A Agence nationale de sécurité sanitaire de l’alimentation, de l’environnement et du travail (Anses) confirmou os casos suspeitos de carbúnculo bacteriano. Está a investigar para identificar a origem das estirpes bacterianas. Está a implementar medidas de saúde pública para detetar rapidamente infecções humanas por B. anthracis, avaliar os riscos dos animais infectados e informar os profissionais de saúde e o público.

Estão a ser postas em prática iniciativas para proteger a saúde dos animais e dos seres humanos. Estas iniciativas incluem a vacinação dos animais, o reforço da inspeção da carne, o acompanhamento dos casos humanos e a sensibilização do público.

Protocolos rigorosos garantem a desinfeção e a descontaminação. Estão a ser envidados esforços para garantir o fornecimento de material médico essencial. Além disso, estão a ser levadas a cabo actividades de comunicação dos riscos e de mobilização da comunidade para sensibilizar e informar o público.

Historial da doença

O carbúnculo bacteriano existe provavelmente desde a antiguidade , sendo frequentemente confundido com outras doenças que afectam o gado. Aristóteles atribuía por vezes a morte súbita dos animais de pasto à “mordedura venenosa” dos musaranhos. Estas mortes podiam, de facto, ser o resultado de carbúnculo agudo.

No século XIX, os historiadores médicos associaram esta doença a histórias mitológicas. Mencionaram a túnica de Nessus e as pragas do Egipto na Bíblia. Hipócrates utilizou o termo “carbúnculo” para descrever uma lesão cutânea que lembrava o carbúnculo. No entanto, a natureza exacta desta lesão permanece incerta segundo os padrões modernos.

A doença foi oficialmente reconhecida no século XVI, nomeadamente pela República de Veneza. As descrições tornaram-se mais precisas nos séculos XVII e XVIII, em particular entre os trabalhadores da lã e os fabricantes de pergaminhos que trabalhavam com produtos animais importados.

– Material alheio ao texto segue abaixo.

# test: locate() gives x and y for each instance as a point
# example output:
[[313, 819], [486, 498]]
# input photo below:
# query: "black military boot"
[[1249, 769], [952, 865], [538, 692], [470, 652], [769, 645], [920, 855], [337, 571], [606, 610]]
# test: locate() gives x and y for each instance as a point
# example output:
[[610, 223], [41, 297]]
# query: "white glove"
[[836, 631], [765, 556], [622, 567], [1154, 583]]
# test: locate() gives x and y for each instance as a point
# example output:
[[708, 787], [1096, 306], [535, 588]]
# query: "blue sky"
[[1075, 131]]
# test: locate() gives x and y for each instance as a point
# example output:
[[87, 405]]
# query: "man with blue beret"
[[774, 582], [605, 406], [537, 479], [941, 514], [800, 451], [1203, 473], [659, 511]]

Em 1769, Fournier, da Academia de Dijon, identificou a doença humana de uma forma mais moderna, sob o nome de “carbúnculo maligno”. Descreveu várias lesões cutâneas e reconheceu que a doença era transmitida ao homem através da manipulação da lã de ovelha.

No início do século XIX, médicos e veterinários realizaram uma investigação intensiva sobre o carbúnculo, devido ao seu grande impacto sanitário e económico. Em 1876, Robert Koch demonstrou a capacidade da bactéria do carbúnculo para formar esporos.

As vacinas veterinárias, iniciadas por Chauveau, Toussaint e Pasteur na década de 1880, reduziram consideravelmente a mortalidade animal devida ao carbúnculo. No entanto, estas primeiras vacinas tinham limitações em termos de duração da proteção e de estabilidade. Este facto levou a investigações posteriores para melhorar a sua eficácia.

As vacinas contra o carbúnculo humano tiveram um início difícil na década de 1910 . No entanto, foram feitos progressos significativos nas décadas seguintes, com o desenvolvimento de vacinas vivas na União Soviética e na China, e de vacinas inactivadas no Reino Unido e nos Estados Unidos nas décadas de 1950 e 1960.